An inquiry has been announced into the government bail-out of US insurance giant AIG. There might be lessons from this for Ireland. Although the government's proposed inquiry does not have the power to examine the bail-out, if information about conflicts of interest and bad deals for the tax-payer leak out, it will be difficult to dodge calls for an investigation into the government's actions during the height of the crisis. For the moment, the government is safe because we haven't had revelations on the AIG scale here.
From BBC News report:
AIG was initially bailed out for $85bn (£52bn), but its total rescue package has since amounted to more than $180bn.
"Issues have come to light that call into question whether the government has been, and is being, as transparent as possible with the American people," said Mr Barofsky [special investigator general for the US's Troubled Asset Relief Program (Tarp)] in a prepared testimony.

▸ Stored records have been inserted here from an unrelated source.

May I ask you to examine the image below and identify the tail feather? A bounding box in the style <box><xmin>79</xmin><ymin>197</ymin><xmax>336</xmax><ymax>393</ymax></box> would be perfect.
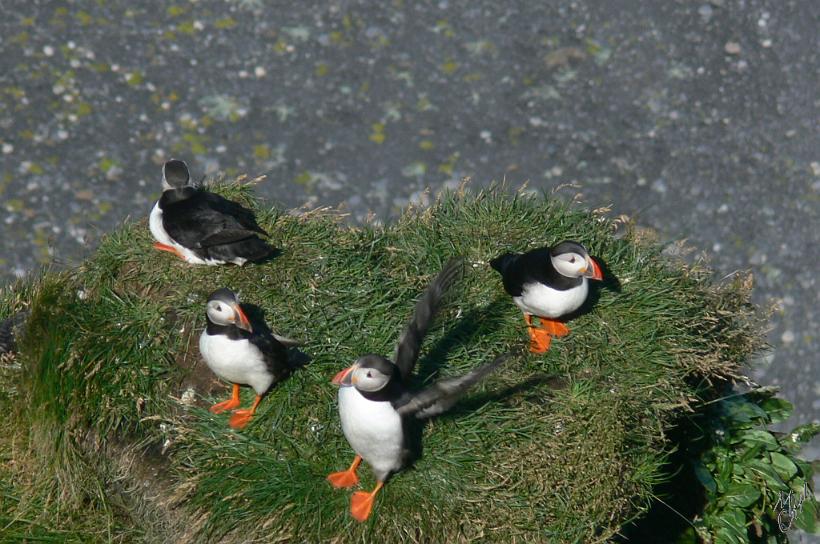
<box><xmin>272</xmin><ymin>333</ymin><xmax>303</xmax><ymax>348</ymax></box>
<box><xmin>393</xmin><ymin>258</ymin><xmax>464</xmax><ymax>380</ymax></box>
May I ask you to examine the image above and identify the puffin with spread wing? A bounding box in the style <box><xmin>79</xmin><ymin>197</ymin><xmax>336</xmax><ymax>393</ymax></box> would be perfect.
<box><xmin>328</xmin><ymin>258</ymin><xmax>511</xmax><ymax>521</ymax></box>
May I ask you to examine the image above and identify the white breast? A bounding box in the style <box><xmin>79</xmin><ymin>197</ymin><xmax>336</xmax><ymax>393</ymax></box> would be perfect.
<box><xmin>514</xmin><ymin>278</ymin><xmax>588</xmax><ymax>318</ymax></box>
<box><xmin>148</xmin><ymin>200</ymin><xmax>223</xmax><ymax>266</ymax></box>
<box><xmin>198</xmin><ymin>332</ymin><xmax>273</xmax><ymax>394</ymax></box>
<box><xmin>338</xmin><ymin>386</ymin><xmax>405</xmax><ymax>481</ymax></box>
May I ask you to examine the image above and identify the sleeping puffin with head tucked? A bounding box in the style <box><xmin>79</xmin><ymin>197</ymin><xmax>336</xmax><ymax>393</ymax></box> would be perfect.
<box><xmin>149</xmin><ymin>159</ymin><xmax>275</xmax><ymax>265</ymax></box>
<box><xmin>327</xmin><ymin>258</ymin><xmax>511</xmax><ymax>522</ymax></box>
<box><xmin>491</xmin><ymin>240</ymin><xmax>603</xmax><ymax>353</ymax></box>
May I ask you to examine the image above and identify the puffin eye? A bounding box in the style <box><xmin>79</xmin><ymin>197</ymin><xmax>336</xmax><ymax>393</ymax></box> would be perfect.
<box><xmin>569</xmin><ymin>257</ymin><xmax>576</xmax><ymax>263</ymax></box>
<box><xmin>366</xmin><ymin>371</ymin><xmax>372</xmax><ymax>378</ymax></box>
<box><xmin>215</xmin><ymin>304</ymin><xmax>222</xmax><ymax>311</ymax></box>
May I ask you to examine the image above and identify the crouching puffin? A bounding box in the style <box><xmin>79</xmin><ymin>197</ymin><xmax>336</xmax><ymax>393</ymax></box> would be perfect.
<box><xmin>149</xmin><ymin>159</ymin><xmax>275</xmax><ymax>265</ymax></box>
<box><xmin>199</xmin><ymin>288</ymin><xmax>300</xmax><ymax>429</ymax></box>
<box><xmin>327</xmin><ymin>258</ymin><xmax>511</xmax><ymax>522</ymax></box>
<box><xmin>490</xmin><ymin>240</ymin><xmax>603</xmax><ymax>353</ymax></box>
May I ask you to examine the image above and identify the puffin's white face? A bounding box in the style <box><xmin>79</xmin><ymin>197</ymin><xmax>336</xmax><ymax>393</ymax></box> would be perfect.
<box><xmin>551</xmin><ymin>251</ymin><xmax>589</xmax><ymax>278</ymax></box>
<box><xmin>206</xmin><ymin>300</ymin><xmax>236</xmax><ymax>326</ymax></box>
<box><xmin>350</xmin><ymin>365</ymin><xmax>392</xmax><ymax>392</ymax></box>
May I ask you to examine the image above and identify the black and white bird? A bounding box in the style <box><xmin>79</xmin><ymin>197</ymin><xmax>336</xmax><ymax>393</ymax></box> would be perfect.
<box><xmin>149</xmin><ymin>159</ymin><xmax>275</xmax><ymax>265</ymax></box>
<box><xmin>199</xmin><ymin>288</ymin><xmax>299</xmax><ymax>429</ymax></box>
<box><xmin>490</xmin><ymin>241</ymin><xmax>603</xmax><ymax>353</ymax></box>
<box><xmin>327</xmin><ymin>258</ymin><xmax>511</xmax><ymax>522</ymax></box>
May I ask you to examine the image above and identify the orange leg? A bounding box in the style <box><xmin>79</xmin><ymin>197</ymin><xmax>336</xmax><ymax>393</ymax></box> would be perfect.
<box><xmin>350</xmin><ymin>481</ymin><xmax>384</xmax><ymax>522</ymax></box>
<box><xmin>229</xmin><ymin>394</ymin><xmax>262</xmax><ymax>429</ymax></box>
<box><xmin>152</xmin><ymin>241</ymin><xmax>185</xmax><ymax>260</ymax></box>
<box><xmin>327</xmin><ymin>455</ymin><xmax>362</xmax><ymax>489</ymax></box>
<box><xmin>210</xmin><ymin>383</ymin><xmax>241</xmax><ymax>414</ymax></box>
<box><xmin>524</xmin><ymin>314</ymin><xmax>552</xmax><ymax>353</ymax></box>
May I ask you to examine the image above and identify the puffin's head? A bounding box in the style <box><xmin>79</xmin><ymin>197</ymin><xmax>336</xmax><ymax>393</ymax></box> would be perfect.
<box><xmin>550</xmin><ymin>240</ymin><xmax>604</xmax><ymax>281</ymax></box>
<box><xmin>331</xmin><ymin>355</ymin><xmax>397</xmax><ymax>392</ymax></box>
<box><xmin>205</xmin><ymin>288</ymin><xmax>252</xmax><ymax>332</ymax></box>
<box><xmin>162</xmin><ymin>159</ymin><xmax>191</xmax><ymax>191</ymax></box>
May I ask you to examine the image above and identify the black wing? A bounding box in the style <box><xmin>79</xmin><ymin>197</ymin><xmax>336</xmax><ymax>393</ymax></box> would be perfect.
<box><xmin>491</xmin><ymin>247</ymin><xmax>581</xmax><ymax>295</ymax></box>
<box><xmin>199</xmin><ymin>191</ymin><xmax>268</xmax><ymax>237</ymax></box>
<box><xmin>490</xmin><ymin>252</ymin><xmax>522</xmax><ymax>296</ymax></box>
<box><xmin>393</xmin><ymin>257</ymin><xmax>464</xmax><ymax>381</ymax></box>
<box><xmin>248</xmin><ymin>332</ymin><xmax>292</xmax><ymax>385</ymax></box>
<box><xmin>161</xmin><ymin>189</ymin><xmax>268</xmax><ymax>249</ymax></box>
<box><xmin>395</xmin><ymin>353</ymin><xmax>511</xmax><ymax>418</ymax></box>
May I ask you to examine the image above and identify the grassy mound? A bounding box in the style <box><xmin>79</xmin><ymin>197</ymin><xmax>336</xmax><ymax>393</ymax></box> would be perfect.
<box><xmin>0</xmin><ymin>183</ymin><xmax>773</xmax><ymax>542</ymax></box>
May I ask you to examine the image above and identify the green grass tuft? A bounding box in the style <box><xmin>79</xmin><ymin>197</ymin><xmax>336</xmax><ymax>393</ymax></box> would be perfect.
<box><xmin>0</xmin><ymin>183</ymin><xmax>774</xmax><ymax>542</ymax></box>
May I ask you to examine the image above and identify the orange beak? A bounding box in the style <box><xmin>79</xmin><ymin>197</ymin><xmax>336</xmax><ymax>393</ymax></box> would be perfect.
<box><xmin>332</xmin><ymin>366</ymin><xmax>355</xmax><ymax>386</ymax></box>
<box><xmin>232</xmin><ymin>303</ymin><xmax>253</xmax><ymax>332</ymax></box>
<box><xmin>584</xmin><ymin>257</ymin><xmax>604</xmax><ymax>281</ymax></box>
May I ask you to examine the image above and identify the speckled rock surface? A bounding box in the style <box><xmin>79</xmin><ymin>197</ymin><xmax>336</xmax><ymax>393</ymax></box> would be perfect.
<box><xmin>0</xmin><ymin>0</ymin><xmax>817</xmax><ymax>536</ymax></box>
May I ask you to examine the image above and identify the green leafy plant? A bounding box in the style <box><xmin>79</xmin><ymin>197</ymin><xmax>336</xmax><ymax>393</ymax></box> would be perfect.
<box><xmin>685</xmin><ymin>388</ymin><xmax>819</xmax><ymax>543</ymax></box>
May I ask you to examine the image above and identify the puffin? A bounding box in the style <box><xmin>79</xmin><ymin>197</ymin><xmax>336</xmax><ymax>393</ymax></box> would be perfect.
<box><xmin>0</xmin><ymin>310</ymin><xmax>29</xmax><ymax>355</ymax></box>
<box><xmin>327</xmin><ymin>258</ymin><xmax>511</xmax><ymax>522</ymax></box>
<box><xmin>490</xmin><ymin>240</ymin><xmax>603</xmax><ymax>353</ymax></box>
<box><xmin>149</xmin><ymin>159</ymin><xmax>275</xmax><ymax>265</ymax></box>
<box><xmin>198</xmin><ymin>288</ymin><xmax>300</xmax><ymax>429</ymax></box>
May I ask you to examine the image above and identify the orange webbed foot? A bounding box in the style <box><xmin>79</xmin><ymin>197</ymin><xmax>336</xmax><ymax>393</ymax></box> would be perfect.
<box><xmin>209</xmin><ymin>397</ymin><xmax>241</xmax><ymax>414</ymax></box>
<box><xmin>540</xmin><ymin>318</ymin><xmax>570</xmax><ymax>338</ymax></box>
<box><xmin>210</xmin><ymin>383</ymin><xmax>241</xmax><ymax>414</ymax></box>
<box><xmin>227</xmin><ymin>394</ymin><xmax>262</xmax><ymax>429</ymax></box>
<box><xmin>350</xmin><ymin>482</ymin><xmax>383</xmax><ymax>522</ymax></box>
<box><xmin>228</xmin><ymin>409</ymin><xmax>254</xmax><ymax>429</ymax></box>
<box><xmin>528</xmin><ymin>326</ymin><xmax>552</xmax><ymax>353</ymax></box>
<box><xmin>327</xmin><ymin>455</ymin><xmax>361</xmax><ymax>489</ymax></box>
<box><xmin>327</xmin><ymin>469</ymin><xmax>359</xmax><ymax>489</ymax></box>
<box><xmin>152</xmin><ymin>242</ymin><xmax>185</xmax><ymax>260</ymax></box>
<box><xmin>524</xmin><ymin>314</ymin><xmax>552</xmax><ymax>353</ymax></box>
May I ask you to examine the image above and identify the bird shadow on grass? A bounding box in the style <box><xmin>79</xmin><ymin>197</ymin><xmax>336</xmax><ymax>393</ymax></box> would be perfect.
<box><xmin>247</xmin><ymin>246</ymin><xmax>282</xmax><ymax>267</ymax></box>
<box><xmin>399</xmin><ymin>369</ymin><xmax>567</xmax><ymax>481</ymax></box>
<box><xmin>438</xmin><ymin>372</ymin><xmax>568</xmax><ymax>419</ymax></box>
<box><xmin>398</xmin><ymin>296</ymin><xmax>554</xmax><ymax>477</ymax></box>
<box><xmin>412</xmin><ymin>296</ymin><xmax>511</xmax><ymax>385</ymax></box>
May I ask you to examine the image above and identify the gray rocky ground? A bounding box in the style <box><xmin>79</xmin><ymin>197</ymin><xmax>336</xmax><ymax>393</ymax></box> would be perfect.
<box><xmin>0</xmin><ymin>0</ymin><xmax>817</xmax><ymax>539</ymax></box>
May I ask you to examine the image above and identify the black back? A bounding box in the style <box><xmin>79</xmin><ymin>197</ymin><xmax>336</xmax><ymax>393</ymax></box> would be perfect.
<box><xmin>490</xmin><ymin>247</ymin><xmax>582</xmax><ymax>295</ymax></box>
<box><xmin>159</xmin><ymin>187</ymin><xmax>273</xmax><ymax>260</ymax></box>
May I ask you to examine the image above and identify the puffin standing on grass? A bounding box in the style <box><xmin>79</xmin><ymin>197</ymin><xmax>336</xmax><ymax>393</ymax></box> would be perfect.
<box><xmin>490</xmin><ymin>241</ymin><xmax>603</xmax><ymax>353</ymax></box>
<box><xmin>149</xmin><ymin>159</ymin><xmax>275</xmax><ymax>265</ymax></box>
<box><xmin>199</xmin><ymin>288</ymin><xmax>300</xmax><ymax>429</ymax></box>
<box><xmin>328</xmin><ymin>258</ymin><xmax>511</xmax><ymax>522</ymax></box>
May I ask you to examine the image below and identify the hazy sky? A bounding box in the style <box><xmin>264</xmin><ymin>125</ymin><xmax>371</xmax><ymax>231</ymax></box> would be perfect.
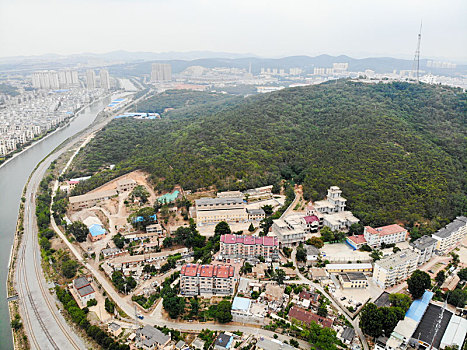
<box><xmin>1</xmin><ymin>0</ymin><xmax>466</xmax><ymax>62</ymax></box>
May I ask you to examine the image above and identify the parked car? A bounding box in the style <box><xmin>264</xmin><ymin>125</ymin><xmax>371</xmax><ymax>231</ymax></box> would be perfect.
<box><xmin>340</xmin><ymin>297</ymin><xmax>346</xmax><ymax>301</ymax></box>
<box><xmin>137</xmin><ymin>315</ymin><xmax>144</xmax><ymax>320</ymax></box>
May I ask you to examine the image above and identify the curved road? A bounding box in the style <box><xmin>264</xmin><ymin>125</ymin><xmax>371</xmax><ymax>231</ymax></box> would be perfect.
<box><xmin>290</xmin><ymin>249</ymin><xmax>369</xmax><ymax>350</ymax></box>
<box><xmin>14</xmin><ymin>88</ymin><xmax>156</xmax><ymax>349</ymax></box>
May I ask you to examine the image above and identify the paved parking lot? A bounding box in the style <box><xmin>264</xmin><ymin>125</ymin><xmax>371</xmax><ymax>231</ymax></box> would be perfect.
<box><xmin>330</xmin><ymin>276</ymin><xmax>384</xmax><ymax>310</ymax></box>
<box><xmin>321</xmin><ymin>243</ymin><xmax>371</xmax><ymax>262</ymax></box>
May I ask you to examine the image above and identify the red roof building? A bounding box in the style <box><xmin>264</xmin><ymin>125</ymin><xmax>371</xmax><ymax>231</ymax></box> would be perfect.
<box><xmin>363</xmin><ymin>224</ymin><xmax>408</xmax><ymax>247</ymax></box>
<box><xmin>220</xmin><ymin>234</ymin><xmax>279</xmax><ymax>261</ymax></box>
<box><xmin>289</xmin><ymin>306</ymin><xmax>333</xmax><ymax>328</ymax></box>
<box><xmin>180</xmin><ymin>263</ymin><xmax>237</xmax><ymax>296</ymax></box>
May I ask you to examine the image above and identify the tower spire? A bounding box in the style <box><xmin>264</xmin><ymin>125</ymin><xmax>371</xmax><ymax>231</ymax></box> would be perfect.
<box><xmin>412</xmin><ymin>21</ymin><xmax>422</xmax><ymax>82</ymax></box>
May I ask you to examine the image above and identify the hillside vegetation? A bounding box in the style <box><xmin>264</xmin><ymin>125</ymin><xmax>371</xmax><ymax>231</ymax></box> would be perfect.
<box><xmin>70</xmin><ymin>81</ymin><xmax>467</xmax><ymax>228</ymax></box>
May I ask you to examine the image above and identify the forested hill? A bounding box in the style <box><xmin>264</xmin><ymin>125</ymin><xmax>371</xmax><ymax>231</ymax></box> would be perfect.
<box><xmin>70</xmin><ymin>81</ymin><xmax>467</xmax><ymax>228</ymax></box>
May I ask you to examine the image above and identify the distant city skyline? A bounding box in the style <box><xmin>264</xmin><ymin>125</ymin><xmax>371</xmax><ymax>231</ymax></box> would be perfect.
<box><xmin>0</xmin><ymin>0</ymin><xmax>466</xmax><ymax>62</ymax></box>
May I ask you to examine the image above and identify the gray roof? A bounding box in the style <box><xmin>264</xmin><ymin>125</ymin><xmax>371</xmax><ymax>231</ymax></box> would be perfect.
<box><xmin>137</xmin><ymin>325</ymin><xmax>170</xmax><ymax>346</ymax></box>
<box><xmin>306</xmin><ymin>245</ymin><xmax>320</xmax><ymax>255</ymax></box>
<box><xmin>175</xmin><ymin>340</ymin><xmax>186</xmax><ymax>349</ymax></box>
<box><xmin>247</xmin><ymin>208</ymin><xmax>265</xmax><ymax>215</ymax></box>
<box><xmin>257</xmin><ymin>337</ymin><xmax>295</xmax><ymax>350</ymax></box>
<box><xmin>411</xmin><ymin>235</ymin><xmax>437</xmax><ymax>250</ymax></box>
<box><xmin>433</xmin><ymin>216</ymin><xmax>467</xmax><ymax>239</ymax></box>
<box><xmin>342</xmin><ymin>327</ymin><xmax>356</xmax><ymax>341</ymax></box>
<box><xmin>74</xmin><ymin>276</ymin><xmax>90</xmax><ymax>289</ymax></box>
<box><xmin>77</xmin><ymin>284</ymin><xmax>95</xmax><ymax>297</ymax></box>
<box><xmin>108</xmin><ymin>322</ymin><xmax>121</xmax><ymax>331</ymax></box>
<box><xmin>214</xmin><ymin>333</ymin><xmax>232</xmax><ymax>349</ymax></box>
<box><xmin>196</xmin><ymin>197</ymin><xmax>244</xmax><ymax>206</ymax></box>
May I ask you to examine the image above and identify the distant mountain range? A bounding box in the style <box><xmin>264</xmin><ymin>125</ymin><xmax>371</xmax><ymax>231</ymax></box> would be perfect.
<box><xmin>0</xmin><ymin>50</ymin><xmax>465</xmax><ymax>76</ymax></box>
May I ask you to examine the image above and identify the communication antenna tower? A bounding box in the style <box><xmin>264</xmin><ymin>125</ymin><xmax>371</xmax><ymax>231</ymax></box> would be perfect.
<box><xmin>412</xmin><ymin>21</ymin><xmax>422</xmax><ymax>82</ymax></box>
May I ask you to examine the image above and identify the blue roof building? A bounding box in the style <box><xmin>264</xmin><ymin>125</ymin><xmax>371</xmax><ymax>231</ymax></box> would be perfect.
<box><xmin>88</xmin><ymin>224</ymin><xmax>106</xmax><ymax>241</ymax></box>
<box><xmin>405</xmin><ymin>290</ymin><xmax>433</xmax><ymax>322</ymax></box>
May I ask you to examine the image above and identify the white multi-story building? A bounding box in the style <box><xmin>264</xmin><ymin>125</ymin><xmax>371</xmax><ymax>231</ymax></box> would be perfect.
<box><xmin>432</xmin><ymin>216</ymin><xmax>467</xmax><ymax>255</ymax></box>
<box><xmin>219</xmin><ymin>234</ymin><xmax>279</xmax><ymax>261</ymax></box>
<box><xmin>373</xmin><ymin>249</ymin><xmax>419</xmax><ymax>289</ymax></box>
<box><xmin>271</xmin><ymin>216</ymin><xmax>306</xmax><ymax>247</ymax></box>
<box><xmin>363</xmin><ymin>224</ymin><xmax>408</xmax><ymax>248</ymax></box>
<box><xmin>151</xmin><ymin>63</ymin><xmax>172</xmax><ymax>82</ymax></box>
<box><xmin>180</xmin><ymin>264</ymin><xmax>237</xmax><ymax>296</ymax></box>
<box><xmin>195</xmin><ymin>197</ymin><xmax>248</xmax><ymax>225</ymax></box>
<box><xmin>308</xmin><ymin>186</ymin><xmax>359</xmax><ymax>231</ymax></box>
<box><xmin>100</xmin><ymin>69</ymin><xmax>110</xmax><ymax>90</ymax></box>
<box><xmin>86</xmin><ymin>69</ymin><xmax>96</xmax><ymax>89</ymax></box>
<box><xmin>410</xmin><ymin>235</ymin><xmax>437</xmax><ymax>265</ymax></box>
<box><xmin>32</xmin><ymin>71</ymin><xmax>60</xmax><ymax>89</ymax></box>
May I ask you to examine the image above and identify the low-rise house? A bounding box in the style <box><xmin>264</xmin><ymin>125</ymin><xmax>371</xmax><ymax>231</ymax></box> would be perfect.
<box><xmin>363</xmin><ymin>224</ymin><xmax>408</xmax><ymax>248</ymax></box>
<box><xmin>256</xmin><ymin>337</ymin><xmax>295</xmax><ymax>350</ymax></box>
<box><xmin>305</xmin><ymin>245</ymin><xmax>320</xmax><ymax>265</ymax></box>
<box><xmin>191</xmin><ymin>338</ymin><xmax>206</xmax><ymax>350</ymax></box>
<box><xmin>340</xmin><ymin>327</ymin><xmax>356</xmax><ymax>345</ymax></box>
<box><xmin>410</xmin><ymin>235</ymin><xmax>437</xmax><ymax>265</ymax></box>
<box><xmin>231</xmin><ymin>296</ymin><xmax>265</xmax><ymax>325</ymax></box>
<box><xmin>102</xmin><ymin>247</ymin><xmax>127</xmax><ymax>259</ymax></box>
<box><xmin>337</xmin><ymin>272</ymin><xmax>368</xmax><ymax>289</ymax></box>
<box><xmin>72</xmin><ymin>276</ymin><xmax>95</xmax><ymax>306</ymax></box>
<box><xmin>310</xmin><ymin>268</ymin><xmax>327</xmax><ymax>280</ymax></box>
<box><xmin>246</xmin><ymin>208</ymin><xmax>266</xmax><ymax>221</ymax></box>
<box><xmin>298</xmin><ymin>290</ymin><xmax>320</xmax><ymax>306</ymax></box>
<box><xmin>432</xmin><ymin>216</ymin><xmax>467</xmax><ymax>255</ymax></box>
<box><xmin>214</xmin><ymin>333</ymin><xmax>234</xmax><ymax>350</ymax></box>
<box><xmin>288</xmin><ymin>306</ymin><xmax>333</xmax><ymax>328</ymax></box>
<box><xmin>264</xmin><ymin>283</ymin><xmax>284</xmax><ymax>302</ymax></box>
<box><xmin>136</xmin><ymin>326</ymin><xmax>171</xmax><ymax>350</ymax></box>
<box><xmin>252</xmin><ymin>264</ymin><xmax>266</xmax><ymax>279</ymax></box>
<box><xmin>108</xmin><ymin>322</ymin><xmax>122</xmax><ymax>337</ymax></box>
<box><xmin>146</xmin><ymin>223</ymin><xmax>164</xmax><ymax>235</ymax></box>
<box><xmin>88</xmin><ymin>224</ymin><xmax>107</xmax><ymax>242</ymax></box>
<box><xmin>441</xmin><ymin>274</ymin><xmax>460</xmax><ymax>292</ymax></box>
<box><xmin>346</xmin><ymin>234</ymin><xmax>367</xmax><ymax>250</ymax></box>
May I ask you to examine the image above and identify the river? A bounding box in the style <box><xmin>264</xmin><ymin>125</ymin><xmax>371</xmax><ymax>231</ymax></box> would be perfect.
<box><xmin>0</xmin><ymin>95</ymin><xmax>112</xmax><ymax>349</ymax></box>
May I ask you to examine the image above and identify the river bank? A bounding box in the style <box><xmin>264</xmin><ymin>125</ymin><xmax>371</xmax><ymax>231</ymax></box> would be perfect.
<box><xmin>0</xmin><ymin>95</ymin><xmax>116</xmax><ymax>349</ymax></box>
<box><xmin>0</xmin><ymin>92</ymin><xmax>112</xmax><ymax>171</ymax></box>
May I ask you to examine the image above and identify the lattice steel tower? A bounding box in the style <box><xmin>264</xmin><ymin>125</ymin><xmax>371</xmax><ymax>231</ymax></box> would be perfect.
<box><xmin>412</xmin><ymin>22</ymin><xmax>422</xmax><ymax>82</ymax></box>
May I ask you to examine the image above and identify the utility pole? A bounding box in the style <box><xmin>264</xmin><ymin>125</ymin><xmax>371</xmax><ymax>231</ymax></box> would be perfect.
<box><xmin>412</xmin><ymin>21</ymin><xmax>422</xmax><ymax>82</ymax></box>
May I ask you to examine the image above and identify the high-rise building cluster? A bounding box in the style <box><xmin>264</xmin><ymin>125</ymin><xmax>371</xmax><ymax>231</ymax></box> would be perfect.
<box><xmin>32</xmin><ymin>70</ymin><xmax>79</xmax><ymax>89</ymax></box>
<box><xmin>86</xmin><ymin>69</ymin><xmax>111</xmax><ymax>90</ymax></box>
<box><xmin>151</xmin><ymin>63</ymin><xmax>172</xmax><ymax>82</ymax></box>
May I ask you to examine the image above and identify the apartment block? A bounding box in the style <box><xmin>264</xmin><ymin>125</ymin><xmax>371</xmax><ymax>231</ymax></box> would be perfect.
<box><xmin>180</xmin><ymin>264</ymin><xmax>237</xmax><ymax>296</ymax></box>
<box><xmin>410</xmin><ymin>235</ymin><xmax>437</xmax><ymax>265</ymax></box>
<box><xmin>151</xmin><ymin>63</ymin><xmax>172</xmax><ymax>82</ymax></box>
<box><xmin>271</xmin><ymin>216</ymin><xmax>306</xmax><ymax>247</ymax></box>
<box><xmin>195</xmin><ymin>197</ymin><xmax>248</xmax><ymax>225</ymax></box>
<box><xmin>219</xmin><ymin>234</ymin><xmax>279</xmax><ymax>261</ymax></box>
<box><xmin>373</xmin><ymin>249</ymin><xmax>419</xmax><ymax>289</ymax></box>
<box><xmin>432</xmin><ymin>216</ymin><xmax>467</xmax><ymax>255</ymax></box>
<box><xmin>363</xmin><ymin>224</ymin><xmax>408</xmax><ymax>248</ymax></box>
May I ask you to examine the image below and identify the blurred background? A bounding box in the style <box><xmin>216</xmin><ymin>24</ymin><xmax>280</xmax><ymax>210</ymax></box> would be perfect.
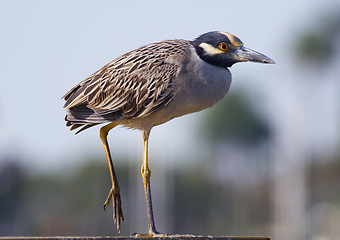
<box><xmin>1</xmin><ymin>0</ymin><xmax>340</xmax><ymax>239</ymax></box>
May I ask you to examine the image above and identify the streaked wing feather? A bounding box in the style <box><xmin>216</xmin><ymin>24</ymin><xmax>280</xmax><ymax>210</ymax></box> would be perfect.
<box><xmin>63</xmin><ymin>39</ymin><xmax>191</xmax><ymax>125</ymax></box>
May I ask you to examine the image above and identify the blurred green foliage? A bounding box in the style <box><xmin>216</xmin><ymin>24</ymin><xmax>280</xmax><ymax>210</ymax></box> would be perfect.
<box><xmin>2</xmin><ymin>152</ymin><xmax>340</xmax><ymax>236</ymax></box>
<box><xmin>172</xmin><ymin>166</ymin><xmax>270</xmax><ymax>235</ymax></box>
<box><xmin>294</xmin><ymin>10</ymin><xmax>340</xmax><ymax>64</ymax></box>
<box><xmin>0</xmin><ymin>156</ymin><xmax>270</xmax><ymax>236</ymax></box>
<box><xmin>201</xmin><ymin>92</ymin><xmax>270</xmax><ymax>145</ymax></box>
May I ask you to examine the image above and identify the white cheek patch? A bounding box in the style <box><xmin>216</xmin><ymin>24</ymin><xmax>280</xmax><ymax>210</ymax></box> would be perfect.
<box><xmin>199</xmin><ymin>42</ymin><xmax>224</xmax><ymax>55</ymax></box>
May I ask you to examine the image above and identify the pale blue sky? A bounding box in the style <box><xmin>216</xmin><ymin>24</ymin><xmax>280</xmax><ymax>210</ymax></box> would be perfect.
<box><xmin>0</xmin><ymin>0</ymin><xmax>339</xmax><ymax>174</ymax></box>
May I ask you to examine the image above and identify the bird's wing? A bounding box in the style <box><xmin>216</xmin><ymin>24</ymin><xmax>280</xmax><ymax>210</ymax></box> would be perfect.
<box><xmin>63</xmin><ymin>40</ymin><xmax>190</xmax><ymax>120</ymax></box>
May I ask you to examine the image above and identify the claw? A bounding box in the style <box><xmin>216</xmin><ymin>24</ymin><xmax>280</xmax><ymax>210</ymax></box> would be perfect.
<box><xmin>103</xmin><ymin>188</ymin><xmax>113</xmax><ymax>211</ymax></box>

"Documents have come to light that were not provided to the [watchdog] audit team during the course of the audit."
Transparency sought
The committee is investigating why the New York Federal Reserve, then headed by US Treasury Secretary Timothy Geithner, paid AIG business partners face value for assets so they would cancel contracts with the insurer.
A report published by Mr Barofsky's office in November last year criticised both the New York Fed and the US Federal Reserve for not using their "considerable leverage" to force AIG's counterparties to accept less for these assets, thereby wasting taxpayer money.
As a result, 16 banks, including Goldman Sachs, Deutsche Bank, Societe Generale and Royal Bank of Scotland, were paid more than $62bn.